Still tucked in, flat waters but catabolic winds dancing off the hills and scooting across the bay with great glee, shooing minature clouds of spray in front of them.

Tucked in for Northeasterlies
04/14/2012, 17 15'N:62 40'W, White House Bay, St. Kitts

Yesterday in Saba was incredible. It started out with snorkeling in clear blue water, even the golden seaweed was beautiful lit by the morning sun. Beneath we swam with orange file fish, spotted trunk fish, black durgons, scrawled filefish, parrotfish, wrasses etc. plus a turtle or two. But there is only so long you can stay in the water before your fingers wrinkle up and you feel cold in spite of wearing a wet suit. So we climbed back aboard long enough to change into hiking gear and bounced around the corner to Fort Bay in the dinghy. Here we took a taxi ride up, up, up, to Windward to The Tropics, an open air restaurant perched on the hillside, as is everything on Saba. We had met the owner the day before when he gave us a lift up the hill to Bottom. After a lunch of conch ceviche and flank steak with pico de gallo and a shandy, we trudged uphill to the Museum, where the docent, an 8th generation Saban, was the best treat of all. From there we took the Crispen Tr ack first up stone stairs and then down the steep hillside. Steps were on one side, and where possible, a smooth track adjacent, all about 4 feet wide max. Stone walls lined a good part of the track and occasionally steep stairs would lead off to houses along the way. These tracks were the roads for most of Saban history! In about three hours we were down at our dinghy again, grateful to be heading back to a hot shower and compy bed. Unfortunatly, our weather report was not good, so we headed down to St. Kitts this morning, a calm 45 mile motor sail, to where we can safely wait out the predicted 25 plus not Northeasterlies with 10 foot seas.

Rocky Mountain High
04/12/2012, 17 38.4'N:63 15.4'W, Saba, N.A.

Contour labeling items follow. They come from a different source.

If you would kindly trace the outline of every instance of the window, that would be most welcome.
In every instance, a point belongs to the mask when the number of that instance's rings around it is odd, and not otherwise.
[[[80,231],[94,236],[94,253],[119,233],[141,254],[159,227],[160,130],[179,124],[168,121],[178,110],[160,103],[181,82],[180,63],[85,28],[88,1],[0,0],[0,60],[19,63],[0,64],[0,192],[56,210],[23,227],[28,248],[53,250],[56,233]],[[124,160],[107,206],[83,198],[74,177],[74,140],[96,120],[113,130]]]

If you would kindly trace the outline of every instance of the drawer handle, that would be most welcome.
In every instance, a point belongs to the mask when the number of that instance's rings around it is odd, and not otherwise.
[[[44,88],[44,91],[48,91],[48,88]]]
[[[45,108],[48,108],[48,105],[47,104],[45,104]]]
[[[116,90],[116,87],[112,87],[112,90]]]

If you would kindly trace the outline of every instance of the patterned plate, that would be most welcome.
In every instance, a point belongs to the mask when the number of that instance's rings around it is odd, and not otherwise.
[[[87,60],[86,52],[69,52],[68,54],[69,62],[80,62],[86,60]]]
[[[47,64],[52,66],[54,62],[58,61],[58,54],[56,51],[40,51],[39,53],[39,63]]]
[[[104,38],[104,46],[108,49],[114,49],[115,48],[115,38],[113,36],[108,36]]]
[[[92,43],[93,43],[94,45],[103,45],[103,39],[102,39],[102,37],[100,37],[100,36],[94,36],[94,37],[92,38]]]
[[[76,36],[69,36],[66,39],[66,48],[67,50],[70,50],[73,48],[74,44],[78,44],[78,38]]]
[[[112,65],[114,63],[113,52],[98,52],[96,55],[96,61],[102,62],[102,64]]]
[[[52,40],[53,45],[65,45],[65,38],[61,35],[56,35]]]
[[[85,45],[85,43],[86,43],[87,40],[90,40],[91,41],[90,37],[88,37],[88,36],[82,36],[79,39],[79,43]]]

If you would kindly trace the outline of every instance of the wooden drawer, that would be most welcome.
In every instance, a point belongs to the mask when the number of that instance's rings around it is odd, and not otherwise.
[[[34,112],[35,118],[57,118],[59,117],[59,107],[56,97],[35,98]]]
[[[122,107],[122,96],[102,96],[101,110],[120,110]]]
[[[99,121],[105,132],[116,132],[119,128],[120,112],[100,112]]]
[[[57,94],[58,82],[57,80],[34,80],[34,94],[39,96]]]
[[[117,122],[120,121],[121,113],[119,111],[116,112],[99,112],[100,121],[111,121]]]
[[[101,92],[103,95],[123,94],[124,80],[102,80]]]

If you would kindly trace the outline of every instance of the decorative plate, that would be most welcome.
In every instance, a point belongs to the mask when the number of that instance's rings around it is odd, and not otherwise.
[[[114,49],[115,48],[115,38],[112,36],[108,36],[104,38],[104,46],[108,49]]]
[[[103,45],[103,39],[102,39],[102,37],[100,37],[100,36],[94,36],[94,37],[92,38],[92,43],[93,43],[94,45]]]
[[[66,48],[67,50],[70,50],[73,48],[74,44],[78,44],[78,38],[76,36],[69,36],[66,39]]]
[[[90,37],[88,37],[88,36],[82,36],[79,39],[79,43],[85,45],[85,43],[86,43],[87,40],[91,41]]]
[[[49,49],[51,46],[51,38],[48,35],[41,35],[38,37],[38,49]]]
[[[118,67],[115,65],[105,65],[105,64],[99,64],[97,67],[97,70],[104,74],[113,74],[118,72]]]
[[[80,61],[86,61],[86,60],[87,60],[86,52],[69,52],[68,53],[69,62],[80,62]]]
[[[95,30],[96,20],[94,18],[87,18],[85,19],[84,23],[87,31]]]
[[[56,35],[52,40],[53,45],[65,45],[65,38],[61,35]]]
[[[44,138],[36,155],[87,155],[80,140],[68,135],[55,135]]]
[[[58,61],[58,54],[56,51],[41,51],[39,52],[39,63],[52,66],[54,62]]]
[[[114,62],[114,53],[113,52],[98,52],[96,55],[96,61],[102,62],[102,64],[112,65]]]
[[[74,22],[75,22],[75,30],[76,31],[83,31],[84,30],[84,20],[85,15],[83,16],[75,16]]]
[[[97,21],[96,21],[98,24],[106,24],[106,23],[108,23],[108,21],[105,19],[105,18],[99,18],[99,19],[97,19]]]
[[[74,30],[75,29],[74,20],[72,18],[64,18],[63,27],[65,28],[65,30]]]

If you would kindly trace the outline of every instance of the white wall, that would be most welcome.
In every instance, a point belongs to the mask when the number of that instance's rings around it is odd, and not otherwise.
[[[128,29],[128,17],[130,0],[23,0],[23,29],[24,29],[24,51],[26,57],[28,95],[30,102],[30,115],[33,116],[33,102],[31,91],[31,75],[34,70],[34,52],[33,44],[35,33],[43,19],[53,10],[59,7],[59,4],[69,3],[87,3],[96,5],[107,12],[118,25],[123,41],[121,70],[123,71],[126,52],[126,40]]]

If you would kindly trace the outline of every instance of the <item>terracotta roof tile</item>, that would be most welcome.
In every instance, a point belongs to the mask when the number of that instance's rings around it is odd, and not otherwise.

Mount Scenery at 3084 feet is the highest mountain in the Nederlands. "The Dutch love to climb it when they visit here," reported the man checking us into the national Park system, part of the clearing in process as Saba requires you pick up a mooring, if available, free of charge. He pointed out hiking trails, snorkeling sites and a coffee shop in "Bottom" run by a couple from Anchorage, that was up a very steep road leading from the tiny port facility. We were instantly offered a ride, which we gratefully accepted, to the Administrative center of Saba, spotless white buildings with red tin roofs, goats, flowers and friendly waves hello from everyone. We are moored off the cliffs in 50 feet of blue water we can see through to the sand bottom. Can't wait for tomorrow! Unfortunately, that will be our only day to explore as strong winds and a northerly swell are due in on Sunday, making the anchorage untenable.